Julius B. Lucks/Projects/Python Articles/Using Git

Introduction

This document aims to describe how to set git repositories in a distributed mode of development. As such, it draws heavily on [1], with extra notes for project-specific configuration. Specifically, we want to create a repository structure/flow cycle modeled after [2], where there are two developers, each with a personal (private) repo, and a public (shared) repo.

For more information about working with git, including viewing logs, diffs, making patches. etc. - see [1].

Distributed SCM Structure with 2 developers

Unlike centralized SCM (cvs,svn) in distributed SCM, there are more than one repository, each no more special than another. In centralized SCM, there is one master repository which people sync with, ofter only permitting write access to special users. Below we will outline how to work with a distributed system shared by two developers, each with a local and public repo

you  (Developer A): local repo, public repo
them (Developer B): local repo, public repo

The general practice is that the developers work with their local repositories, much like working with a locally checkout out copy in cvs. When changes are worth reporting, they sync this local repository with their public repository. The public repository is accessible by the other developer which then updates their local repository with changes from your public repository.

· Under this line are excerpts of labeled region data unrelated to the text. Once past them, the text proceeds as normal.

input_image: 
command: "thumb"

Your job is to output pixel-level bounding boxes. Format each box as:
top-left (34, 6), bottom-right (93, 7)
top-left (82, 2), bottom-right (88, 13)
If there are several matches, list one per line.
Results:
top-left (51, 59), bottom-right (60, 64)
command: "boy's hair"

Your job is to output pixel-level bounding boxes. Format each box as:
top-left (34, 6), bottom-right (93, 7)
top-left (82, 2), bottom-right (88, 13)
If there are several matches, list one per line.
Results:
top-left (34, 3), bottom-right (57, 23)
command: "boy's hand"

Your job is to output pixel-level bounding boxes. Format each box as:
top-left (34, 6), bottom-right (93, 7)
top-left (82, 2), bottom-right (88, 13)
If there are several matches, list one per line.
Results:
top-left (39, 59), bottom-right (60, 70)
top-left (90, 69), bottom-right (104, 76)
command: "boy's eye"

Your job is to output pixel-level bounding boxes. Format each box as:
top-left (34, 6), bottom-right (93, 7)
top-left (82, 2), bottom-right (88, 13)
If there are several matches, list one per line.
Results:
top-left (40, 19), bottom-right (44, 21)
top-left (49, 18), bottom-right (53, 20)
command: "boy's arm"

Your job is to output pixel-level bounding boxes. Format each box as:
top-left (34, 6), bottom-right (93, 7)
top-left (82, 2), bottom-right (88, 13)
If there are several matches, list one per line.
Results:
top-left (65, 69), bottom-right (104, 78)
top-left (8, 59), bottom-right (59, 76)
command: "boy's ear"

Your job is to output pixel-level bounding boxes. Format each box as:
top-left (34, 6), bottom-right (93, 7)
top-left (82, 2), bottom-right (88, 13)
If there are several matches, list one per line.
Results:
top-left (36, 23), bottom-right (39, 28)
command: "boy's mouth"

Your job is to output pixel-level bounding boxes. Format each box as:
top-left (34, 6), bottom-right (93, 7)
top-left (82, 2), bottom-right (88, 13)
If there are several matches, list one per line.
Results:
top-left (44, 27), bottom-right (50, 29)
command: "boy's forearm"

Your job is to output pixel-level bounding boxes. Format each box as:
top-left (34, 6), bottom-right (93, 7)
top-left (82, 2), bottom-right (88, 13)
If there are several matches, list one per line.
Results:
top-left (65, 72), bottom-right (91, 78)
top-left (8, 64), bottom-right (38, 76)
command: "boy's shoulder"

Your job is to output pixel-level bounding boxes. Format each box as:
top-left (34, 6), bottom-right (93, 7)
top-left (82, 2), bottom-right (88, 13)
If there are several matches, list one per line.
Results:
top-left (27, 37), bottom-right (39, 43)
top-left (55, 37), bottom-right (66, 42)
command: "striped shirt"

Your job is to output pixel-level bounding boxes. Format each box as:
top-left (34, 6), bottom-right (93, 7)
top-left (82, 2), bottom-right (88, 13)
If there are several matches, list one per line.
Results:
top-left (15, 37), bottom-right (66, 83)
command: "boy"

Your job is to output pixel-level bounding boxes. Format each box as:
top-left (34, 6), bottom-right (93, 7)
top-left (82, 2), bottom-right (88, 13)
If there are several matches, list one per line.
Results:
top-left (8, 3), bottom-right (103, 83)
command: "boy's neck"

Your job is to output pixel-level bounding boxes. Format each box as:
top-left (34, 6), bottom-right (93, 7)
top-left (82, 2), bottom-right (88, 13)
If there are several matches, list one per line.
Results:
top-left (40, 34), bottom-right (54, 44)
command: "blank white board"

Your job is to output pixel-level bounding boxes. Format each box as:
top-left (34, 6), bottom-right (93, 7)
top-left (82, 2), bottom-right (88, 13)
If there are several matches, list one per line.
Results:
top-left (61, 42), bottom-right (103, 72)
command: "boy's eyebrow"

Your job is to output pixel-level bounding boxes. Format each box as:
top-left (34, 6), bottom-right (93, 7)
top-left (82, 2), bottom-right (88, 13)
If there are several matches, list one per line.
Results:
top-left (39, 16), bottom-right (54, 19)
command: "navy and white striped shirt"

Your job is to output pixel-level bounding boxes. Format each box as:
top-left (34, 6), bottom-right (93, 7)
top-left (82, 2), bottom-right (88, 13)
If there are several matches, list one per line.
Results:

The main difference is that you are dealing with whole repositories, not just checked out copies. This lets you have, locally, all the power of committing, branching, merging, etc., without having to be in communication with a central server. This is not only extremely beneficial when developing without an internet connection, it also allows you to try out code and make progress without conflicting with others. You can also perform many incremental commits as we will see later, without worrying about corrupting the main repository.

The distributed nature of the repositories also means that the repo is in many places causing increased speed and automatic data redundancy.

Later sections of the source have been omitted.